L'année 1914 s'ouvre avec la réconciliation entre Fauré, Gigout et Vierne jusque là brouillés depuis l'éviction de ce dernier au poste de professeur d'orgue au Conservatoire. Vierne avoue avoir toujours tenu en estime Fauré en tant que musicien[95]. Il passe l'été à La Rochelle où il compose une partie de ses Préludes pour piano (Op. 36) et Psyché (Op. 34), une grande fresque pour voix et orchestre[96]. Il poursuit aussi la composition de sa Quatrième Symphonie pour orgue (Op. 32[97]). La Guerre déclarée, Vierne est d'autant plus inquiet qu'il voit partir certains de ses élèves et surtout ses deux frères, Édouard et René, au front.

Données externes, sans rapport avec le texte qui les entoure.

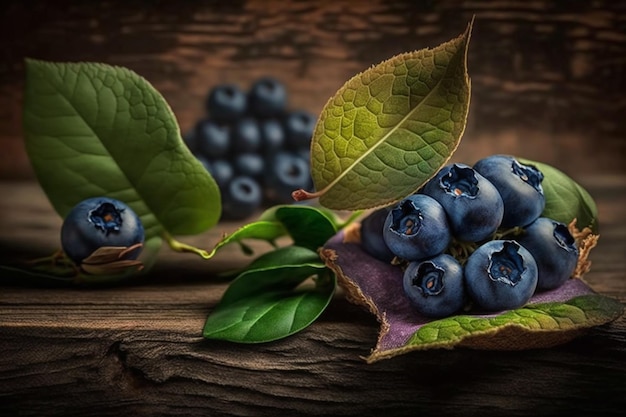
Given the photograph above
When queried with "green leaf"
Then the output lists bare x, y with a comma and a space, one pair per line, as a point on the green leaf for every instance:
266, 230
267, 302
566, 200
581, 312
307, 226
93, 129
390, 128
283, 268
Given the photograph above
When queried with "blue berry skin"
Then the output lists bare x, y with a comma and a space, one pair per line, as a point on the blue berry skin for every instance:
272, 136
554, 249
249, 165
519, 186
246, 135
212, 139
226, 103
267, 97
287, 172
372, 239
435, 287
97, 222
417, 228
222, 171
500, 275
299, 127
472, 203
241, 198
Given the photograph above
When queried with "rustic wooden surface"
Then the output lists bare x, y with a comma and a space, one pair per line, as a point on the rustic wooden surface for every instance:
548, 78
136, 349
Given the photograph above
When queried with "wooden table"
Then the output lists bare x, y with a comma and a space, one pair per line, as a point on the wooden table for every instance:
136, 349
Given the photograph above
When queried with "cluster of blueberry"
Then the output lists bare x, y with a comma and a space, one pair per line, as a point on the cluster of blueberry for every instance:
256, 149
474, 236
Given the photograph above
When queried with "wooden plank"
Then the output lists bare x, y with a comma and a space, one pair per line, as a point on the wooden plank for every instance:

Ses enfants gagnent le midi de la France pour retrouver leur mère. Lui reste en compagnie de la famille Bracquemond qui l'accueille et termine ses Douze Préludes pour piano dans un état d'âme très inquiet[98].

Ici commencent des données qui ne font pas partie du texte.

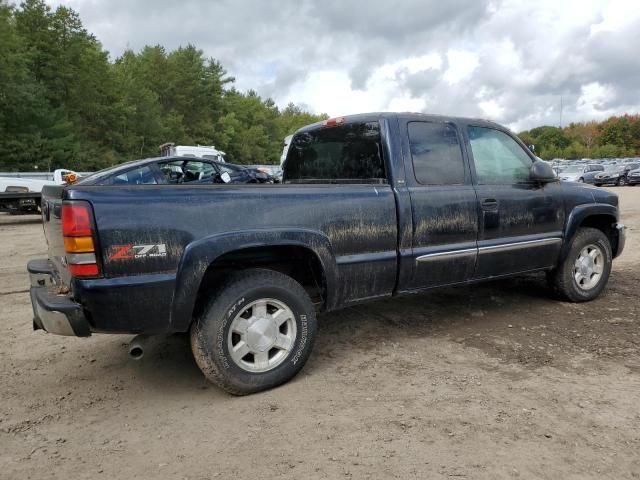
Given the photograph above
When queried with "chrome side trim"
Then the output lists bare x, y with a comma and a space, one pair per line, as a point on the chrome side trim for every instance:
507, 247
430, 257
81, 258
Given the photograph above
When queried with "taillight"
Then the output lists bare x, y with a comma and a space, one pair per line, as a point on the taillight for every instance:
77, 231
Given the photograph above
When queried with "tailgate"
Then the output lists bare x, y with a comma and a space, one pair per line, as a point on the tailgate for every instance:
52, 223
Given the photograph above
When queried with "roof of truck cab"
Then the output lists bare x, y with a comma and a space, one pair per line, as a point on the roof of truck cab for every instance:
375, 116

Face au départ de ses frères qui l'inquiète horriblement Vierne doit en outre subir des troubles oculaires très sérieux. « En mai 1915, je ressentis les premières atteintes du glaucome qui est en train d'achever de m'aveugler. » Il se trouve souffrant et isolé, Jeanne Montjovet le quitte le laissant dans un état d'extrême inquiétude et de fatigue nerveuse. Son mal oculaire, lié à cet état moral, semble progresser tel qu'il l'évoque dans une lettre écrite à Nadia Boulanger en août 1915 : « À la suite de la double commotion éprouvée en moi, mon système nerveux fortement ébranlé a flanché tout à coup. Je combats en ce moment une crise de névrite optique[99]. » Son frère René lui écrit régulièrement du front.

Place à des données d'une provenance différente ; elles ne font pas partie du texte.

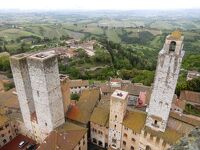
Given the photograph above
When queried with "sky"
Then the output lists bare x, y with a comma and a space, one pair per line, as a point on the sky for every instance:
99, 4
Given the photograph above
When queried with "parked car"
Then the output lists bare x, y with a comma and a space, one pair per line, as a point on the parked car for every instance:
31, 147
22, 144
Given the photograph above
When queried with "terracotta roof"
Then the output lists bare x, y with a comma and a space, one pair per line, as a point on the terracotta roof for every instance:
68, 126
135, 89
105, 88
82, 111
16, 116
13, 144
8, 99
170, 136
135, 120
100, 116
185, 118
190, 96
77, 83
3, 120
62, 141
180, 103
115, 80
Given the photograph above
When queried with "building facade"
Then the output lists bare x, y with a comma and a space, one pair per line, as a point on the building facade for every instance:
46, 89
21, 77
118, 103
168, 67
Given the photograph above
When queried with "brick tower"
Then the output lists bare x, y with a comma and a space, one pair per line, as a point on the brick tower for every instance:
45, 82
168, 67
118, 104
20, 72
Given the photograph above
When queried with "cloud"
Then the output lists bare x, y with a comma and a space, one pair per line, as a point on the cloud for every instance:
99, 4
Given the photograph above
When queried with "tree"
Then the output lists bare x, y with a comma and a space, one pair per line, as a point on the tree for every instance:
74, 96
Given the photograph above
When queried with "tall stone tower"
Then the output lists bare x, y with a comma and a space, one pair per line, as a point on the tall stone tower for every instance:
20, 72
118, 104
168, 67
45, 82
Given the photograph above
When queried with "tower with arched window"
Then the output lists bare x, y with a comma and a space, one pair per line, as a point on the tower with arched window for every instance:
167, 71
118, 104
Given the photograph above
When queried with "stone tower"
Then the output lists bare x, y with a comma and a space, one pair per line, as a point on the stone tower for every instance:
168, 67
118, 104
45, 82
20, 72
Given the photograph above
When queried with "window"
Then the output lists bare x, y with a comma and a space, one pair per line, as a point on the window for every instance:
155, 122
125, 135
114, 140
4, 141
148, 147
167, 105
7, 125
100, 143
38, 94
145, 134
164, 144
125, 128
157, 139
172, 46
133, 139
151, 137
94, 141
10, 137
124, 143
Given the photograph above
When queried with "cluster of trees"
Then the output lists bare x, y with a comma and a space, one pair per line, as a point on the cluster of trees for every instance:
191, 85
143, 37
4, 62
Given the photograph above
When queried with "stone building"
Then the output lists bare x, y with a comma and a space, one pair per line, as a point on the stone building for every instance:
6, 131
118, 103
43, 98
77, 86
193, 75
23, 87
168, 67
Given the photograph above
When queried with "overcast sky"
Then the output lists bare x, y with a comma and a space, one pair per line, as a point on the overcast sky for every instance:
99, 4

Vierne compose Trois Nocturnes pour piano (Op. 35) entre Rouen, Paris et la Suisse où il se rend pour une tournée de concerts malgré les circonstances et pour s'y réfugier[100]. Il y rencontre le professeur Samuel Eperon (1857-1920) qui souhaite l'opérer pour stopper autant que possible son glaucome[88]. Malgré les fortes inquiétudes qu'il ressent, le calme suisse et le dévouement des amis qui l'accueillent font que Vierne parvient tant soit peu à se reposer et poursuivre ses œuvres. Il élabore un recueil de mélodies Spleens et Détresses (Op. 38) sur des poèmes de Verlaine. En 1917, les problèmes de vue s'aggravent et les nouvelles du front ne sont pas rassurantes, choses qui ne l'apaisent pas. Malgré la Guerre, Vierne n'abandonne pas sa carrière d'interprète et donne quelques concerts à Genève, Fribourg et Montreux — souvent au profit d'actions pour intervenir contre les atrocités de la Guerre. Vierne apprend tardivement la mort de son fils Jacques survenue le 12 novembre 1917[101]. La douleur de Vierne est d'autant plus grande que son fils, âgé seulement de 17 ans, avait expressément demandé à son père la permission de s'engager, chose qu'il avait fini par accepter. On imagine aisément la culpabilité et la colère de Vierne en apprenant la disparition de son fils dans ces circonstances[102].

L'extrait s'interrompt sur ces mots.